Дело о таинственном наследстве - Молчанова Татьяна. Страница 36

– Основываясь на том, что мне с приезда удалось узнать, я пришел к выводу, что в этом деле существует три основных вопроса. Причем только один из них правильно поставлен. Вот они. – Не выдержав и быстро и несолидно почесав нос, Аркадий Арсеньевич вздохнул и секунд пять помолчал для значительности.

Первое: или вы убили вашу тетушку.

Второе: или кто-то хотел убить вас.

Третье – или кто-то хотел и убил Феофану Ивановну, – и, не давая графу вставить слово, продолжил: – А кстати, граф, что за такой таинственный карточный долг на вас висит? Впрочем, можете не говорить, спасали мальчишку? – Аркадий Арсеньевич засмеялся. – Наслышан, наслышан. Да… Только вот сумма… Граф, какую сумму вы остались должны брату Софьи Павловны Зюм?

– Пять тысяч рублей, – прошептал граф, еще не совсем опомнившийся от неожиданного обвинения, как бы вскользь предъявленного следователем.

– Не мало, не мало. Как собирались отдавать?

– Земля, часть моей земли в Саратовской губернии под аренду выставлена. Платежи к началу октября ожидаются… На 6 тысяч…

– Стало быть, вы располагаете возможностью долг уплатить и явились к госпоже Ровчинской не за деньгами?

– Нет! – горячо воскликнул граф, уже полностью пришедший в себя. Возмущение от того, что его могли заподозрить в таком страшном деле, ударило ему в голову. – Нет, уважаемый господин следователь, не для того, чтобы ее убить и получить наследные деньги. И не для того, чтобы ими расплачиваться за даже не свой карточный долг!

– Да, я понимаю ваш гнев, не сердитесь, граф. – Вострый глаз Аркадия Арсеньевича погас. – Это в наших общих интересах найти, вы понимаете, найти не много не мало, а убийцу. Страшно сожалею, но слова ваши требуют полного доказательства. Расписочку на долг я уже видел, а вот доказательств того, что вы в состоянии расплатиться, у меня нет.

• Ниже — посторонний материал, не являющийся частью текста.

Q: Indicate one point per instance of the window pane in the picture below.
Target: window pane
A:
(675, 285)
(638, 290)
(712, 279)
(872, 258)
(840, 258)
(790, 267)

Вы уж предоставьте их мне, если возможно… Тогда, будем надеяться, и, как это говорится, мотивов для возможного преступления и подозревания вас у меня не останется…

И Аркадий Арсеньевич опять значительно помолчал…

– Фактическая сторона, знаете ли, прежде всего. А при всем моем уважении к вам ситуация выглядит не очень хорошо. Сбегаете из Москвы к богатой родственнице. Время отдачи долга приближается. Родственница умирает… И если бы не бдительность доктора Никольского, так бы и похоронили вашу тетушку, считая, что от удара скончалась… Н-да…

У Антона Ивановича, который подслушивал за дверьми, от ужаса подкосились ноги и он опустился на колени.

* * *

В это же самое время, пока Аркадий Арсеньевич изощрялся в искусстве дознания, а граф искал поддержки у стола, Николай Никитич сидел в кресле и читал книжку. Наталья тихонечко пробралась к нему за спину и осторожненько поцеловала в щеку. Князь засмеялся, поймал Наташину руку, потянул и усадил ее на кресло подле себя.

– Ну что, девочка, давненько мы с тобой не сидели, не разговаривали! Все хлопоты, суета, теперь вот это все. – Князь жалостливо посмотрел на Наташу. – Побледнела, похудела. Надо же было, в нашем доме, – вздохнул он.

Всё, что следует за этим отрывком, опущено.